Relentless tweets against a Buddhist leader have landed a man in jail on charges of online stalking and placed him at the center of an unusual federal case that asks the question: Is posting a public message on Twitter akin to speaking from an old-fashioned soapbox, or can it also be regarded as a means of direct personal communication, like a letter or phone call?

Amazon Spending Millions to Overturn Sales Tax Law

More than nine months before a proposed June 2012 referendum asking that California’s new Internet sales tax law be overturned, Amazon, the Seattle-based online retailer, has already spent $5.25 million, state records show, more than any company has spent in California this far from a vote in at least a decade. “The initiative and referendum process have been hijacked,” said Loni Hancock, a state senator from Berkeley, who wrote the law Amazon is trying to overturn and who is now pushing legislation that could block Amazon’s referendum effort.

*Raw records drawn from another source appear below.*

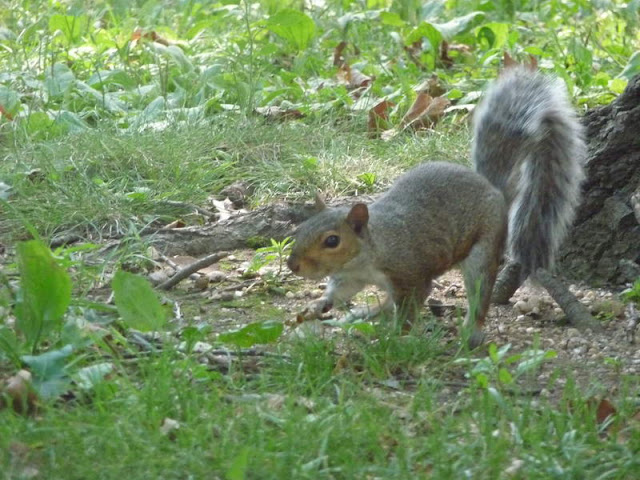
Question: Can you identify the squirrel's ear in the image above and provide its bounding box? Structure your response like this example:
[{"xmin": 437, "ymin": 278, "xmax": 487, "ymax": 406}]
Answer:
[
  {"xmin": 313, "ymin": 191, "xmax": 327, "ymax": 212},
  {"xmin": 347, "ymin": 203, "xmax": 369, "ymax": 235}
]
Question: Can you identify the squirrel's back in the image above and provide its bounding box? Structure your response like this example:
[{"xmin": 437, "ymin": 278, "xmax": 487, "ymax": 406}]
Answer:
[
  {"xmin": 369, "ymin": 162, "xmax": 506, "ymax": 275},
  {"xmin": 472, "ymin": 66, "xmax": 586, "ymax": 276}
]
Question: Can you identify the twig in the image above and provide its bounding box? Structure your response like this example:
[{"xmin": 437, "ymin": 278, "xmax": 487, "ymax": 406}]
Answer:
[
  {"xmin": 534, "ymin": 268, "xmax": 602, "ymax": 331},
  {"xmin": 158, "ymin": 200, "xmax": 216, "ymax": 217},
  {"xmin": 158, "ymin": 252, "xmax": 229, "ymax": 290},
  {"xmin": 205, "ymin": 348, "xmax": 291, "ymax": 360},
  {"xmin": 624, "ymin": 303, "xmax": 640, "ymax": 344}
]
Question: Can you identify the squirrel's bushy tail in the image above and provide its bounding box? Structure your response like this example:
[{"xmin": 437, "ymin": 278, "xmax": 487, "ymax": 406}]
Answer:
[{"xmin": 472, "ymin": 67, "xmax": 586, "ymax": 277}]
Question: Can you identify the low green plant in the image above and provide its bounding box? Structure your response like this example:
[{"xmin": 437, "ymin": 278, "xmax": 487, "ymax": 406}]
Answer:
[
  {"xmin": 622, "ymin": 278, "xmax": 640, "ymax": 306},
  {"xmin": 0, "ymin": 240, "xmax": 167, "ymax": 399},
  {"xmin": 454, "ymin": 343, "xmax": 557, "ymax": 388},
  {"xmin": 247, "ymin": 237, "xmax": 293, "ymax": 277}
]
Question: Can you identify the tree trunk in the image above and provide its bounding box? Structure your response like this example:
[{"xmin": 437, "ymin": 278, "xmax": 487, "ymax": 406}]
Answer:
[{"xmin": 557, "ymin": 76, "xmax": 640, "ymax": 285}]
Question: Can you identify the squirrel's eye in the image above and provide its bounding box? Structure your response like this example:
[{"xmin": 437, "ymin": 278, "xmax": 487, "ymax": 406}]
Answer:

Google's Page Said to Know of Illegal Pharmacy Ads

Behind Google Inc.'s decision this week to settle a U.S. criminal probe into ads it carried for unlicensed online pharmacies lies a previously undisclosed factor: Justice Department investigators believed company co-founder Larry Page knew of, and allowed, the ads for years. Sorting through more than four million documents, prosecutors found internal emails and documents that, they say, show Mr. Page was aware of the allegedly illicit ad sales.

German Judge Favors Apple in Samsung Patent Case

A judge in Düsseldorf said that Apple’s intellectual property rights are probably strong enough to ban sales of Samsung Electronics’ rival Galaxy 10.1 tablet computers in Germany. The court is unlikely, however, to expand the ban beyond Germany to other European Union countries as Apple had sought, the presiding judge, Johanna Brückner-Hofmann, said in a preliminary assessment.